Everybody in this country says "I am not a racist but". The "but" is used less frequently now than previously. While we have improved, some sensitive situations need to be addressed. Situations can develop overnight, be it in regard to Roma people, Travellers and so on. It may well be that the various ethnic groups will have to try to address this themselves. While we need to encourage them to do so and to evolve to meet certain standards there is a need for us to focus to a far greater extent that normally on the dangers in times of economic stress. It should not be forgotten that there are many difficult situations emerging in this country and across Europe, which have been thrust upon us by economic difficulties. These issues cannot be resolved overnight. We all deal on a daily basis with horrific cases of economic deprivation. I do not agree with the notion that the answer can be plucked out of the clouds and the situation can be resolved overnight. We are in a difficult situation. We must try to live up to the highest possible standards and ensure we do not digress but maintain those standards regardless of the threat.
I, too, welcome Mr. O'Gorman and Ms McGowan. Like other speakers, I hugely admire the work and objectives of Amnesty International and its notable successes around the world. One shudders to think of what might happen in the absence of Amnesty International. I apologise for not being present to hear the presentation but I was making a Second Stage contribution in the Dáil. I believed it was important to attend the meeting to register my support for Amnesty International and my admiration for what it does and its objectives. I have a couple of reasons for doing so. As a citizen, member of this committee, public representative and leader of the Irish delegation of the Council of Europe, I am aware of the clear overlap between what Amnesty International does and what the Council of Europe does. Obviously, we have shared objectives. I take this opportunity to affirm the work of Amnesty International and, in particular, Mr. O'Gorman.
There is much work being done at Council of Europe level on the issue of violence against women. I have taken part in plenary sessions in that regard. Considerable work is being done, as should be the case. I agree with Mr. O'Gorman that a subset of violence against women is FGM. It is an issue much discussed at the Council of Europe. Perhaps Mr. O'Gorman would in his response be prescriptive in terms of what he believes can be done by particular countries. It is difficult to enact legislation that reaches into sub-cultures. I agree without question about the barbarity of the practice and so on. However, how one polices such practices in communities and so on is difficult. I would be interested in hearing Mr. O'Gorman's response in this regard.
I am also interested in hearing with Mr. O'Gorman's response to my question on domestic violence. I agree with Senator Ó Clochartaigh's fundamental point that we should sign up to all international charters on the matter. Perhaps the Chairman will enlighten us in this regard. I am interested in hearing Mr. O'Gorman's response to the following. In my view, our record in dealing with domestic violence here is good. Perhaps I am wrong but I believe that to be the case given the various levels of intervention here in that regard. The Women's Aid charm campaign is running in my constituency and is hugely successful. There is also a great free legal aid support system in my constituency and a shelter in Navan. My personal experience has been that our response to domestic violence is very good. However, I am open correction.

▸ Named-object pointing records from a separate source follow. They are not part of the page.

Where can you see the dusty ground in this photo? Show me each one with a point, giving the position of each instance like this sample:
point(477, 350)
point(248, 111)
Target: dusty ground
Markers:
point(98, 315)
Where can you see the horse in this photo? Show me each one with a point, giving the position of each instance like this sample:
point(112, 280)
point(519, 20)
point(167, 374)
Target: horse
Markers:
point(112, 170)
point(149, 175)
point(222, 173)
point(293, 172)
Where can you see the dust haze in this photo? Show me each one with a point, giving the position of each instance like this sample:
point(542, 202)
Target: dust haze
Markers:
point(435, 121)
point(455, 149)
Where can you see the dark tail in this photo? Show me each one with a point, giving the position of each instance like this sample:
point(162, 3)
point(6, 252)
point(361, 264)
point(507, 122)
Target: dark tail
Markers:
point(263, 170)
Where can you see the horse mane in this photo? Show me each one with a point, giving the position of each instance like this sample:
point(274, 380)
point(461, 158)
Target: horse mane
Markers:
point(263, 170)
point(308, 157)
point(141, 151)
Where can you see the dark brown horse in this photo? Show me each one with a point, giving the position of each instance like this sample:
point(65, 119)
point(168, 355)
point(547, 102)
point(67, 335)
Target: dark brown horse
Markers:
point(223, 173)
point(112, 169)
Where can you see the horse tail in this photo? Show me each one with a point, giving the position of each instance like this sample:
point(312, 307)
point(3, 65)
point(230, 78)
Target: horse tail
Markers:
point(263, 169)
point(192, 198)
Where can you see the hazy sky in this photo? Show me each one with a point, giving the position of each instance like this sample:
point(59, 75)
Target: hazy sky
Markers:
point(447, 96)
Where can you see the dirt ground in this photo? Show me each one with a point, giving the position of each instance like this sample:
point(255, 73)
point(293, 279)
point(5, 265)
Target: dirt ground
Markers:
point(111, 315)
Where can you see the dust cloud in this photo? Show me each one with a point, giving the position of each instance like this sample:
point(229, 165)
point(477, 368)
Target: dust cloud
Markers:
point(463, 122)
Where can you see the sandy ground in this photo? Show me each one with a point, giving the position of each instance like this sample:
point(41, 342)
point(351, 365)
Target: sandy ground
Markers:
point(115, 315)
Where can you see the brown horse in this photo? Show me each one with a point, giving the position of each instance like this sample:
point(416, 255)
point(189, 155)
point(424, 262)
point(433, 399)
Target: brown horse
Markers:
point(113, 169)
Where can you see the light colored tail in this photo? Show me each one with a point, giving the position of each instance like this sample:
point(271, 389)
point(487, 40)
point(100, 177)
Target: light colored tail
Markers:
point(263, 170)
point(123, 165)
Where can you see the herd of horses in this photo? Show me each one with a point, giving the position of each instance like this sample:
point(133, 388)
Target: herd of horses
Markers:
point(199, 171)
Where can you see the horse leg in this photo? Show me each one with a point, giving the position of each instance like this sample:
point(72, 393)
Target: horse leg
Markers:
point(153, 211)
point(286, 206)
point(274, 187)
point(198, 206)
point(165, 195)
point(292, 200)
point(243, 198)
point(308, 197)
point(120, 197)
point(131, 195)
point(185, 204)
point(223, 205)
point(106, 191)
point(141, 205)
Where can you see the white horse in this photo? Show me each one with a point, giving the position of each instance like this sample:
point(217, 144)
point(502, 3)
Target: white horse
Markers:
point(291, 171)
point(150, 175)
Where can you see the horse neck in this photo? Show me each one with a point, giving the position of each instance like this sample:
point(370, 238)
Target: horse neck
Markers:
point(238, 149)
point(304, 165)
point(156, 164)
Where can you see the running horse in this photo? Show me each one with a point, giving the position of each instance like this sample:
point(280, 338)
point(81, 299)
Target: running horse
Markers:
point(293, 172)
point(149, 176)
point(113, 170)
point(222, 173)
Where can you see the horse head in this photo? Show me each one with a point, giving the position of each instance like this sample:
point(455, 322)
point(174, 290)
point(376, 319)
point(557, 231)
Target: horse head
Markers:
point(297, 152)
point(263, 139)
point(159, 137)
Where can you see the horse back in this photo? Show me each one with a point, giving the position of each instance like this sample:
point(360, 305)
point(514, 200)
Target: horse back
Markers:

Islamophobia is an issue that often comes up for discussion. At the last plenary session of the Council of Europe I spoke about the issue of discrimination against religious groups, in particular the Coptic Christians in Egypt and Tunisia. I also spoke about Islamophobia, which is currently a huge problem in Europe. It arises out of the current economic position we are in and particular events, including 9/11. All of those events have had an adverse effect on the lives of ordinary people and feed into Islamophobia. We need to do something about this. I accept it is not within the remit of Amnesty International or us to comment on the politics of a neighbouring country. The local election results in the UK are disturbing and alarming in terms of one-quarter of all votes going to one particular political grouping with links to Islamophobia and so on.
The point about the Roma is well made. I was not here for Mr. O'Gorman's initial contribution but I read his submission. It is a difficult issue but it needs to be addressed. It is great that Amnesty International is here and it is important for us to publicly affirm its work. At the risk of being repetitive, it is also important that we put our shoulders to the wheel on the issues raised. I have immense admiration for what Amnesty International does.
In regard to Islamophobia, the witnesses will be aware that Ireland hopes to open a chapter on Turkey's accession to the European Union but there will undoubtedly be resistance to Turkish membership. How much of that resistance would the witnesses ascribe to institutional Islamophobia and is Amnesty International doing anything to combat that on a pan-European basis?
Reference was made to direct provision and the treatment of refugees. I would be interested in hearing Amnesty International's perspective on this. I would think we deal very well with cases and provide a reasonable level of sustenance and accommodation. We cannot do much more in these circumstances.
Mr. Colm O'Gorman:
I will begin answering questions and Ms McGowan will follow up on the Council of Europe and EU context. Our European institutions office covers the European region, including both the Council of Europe and the EU.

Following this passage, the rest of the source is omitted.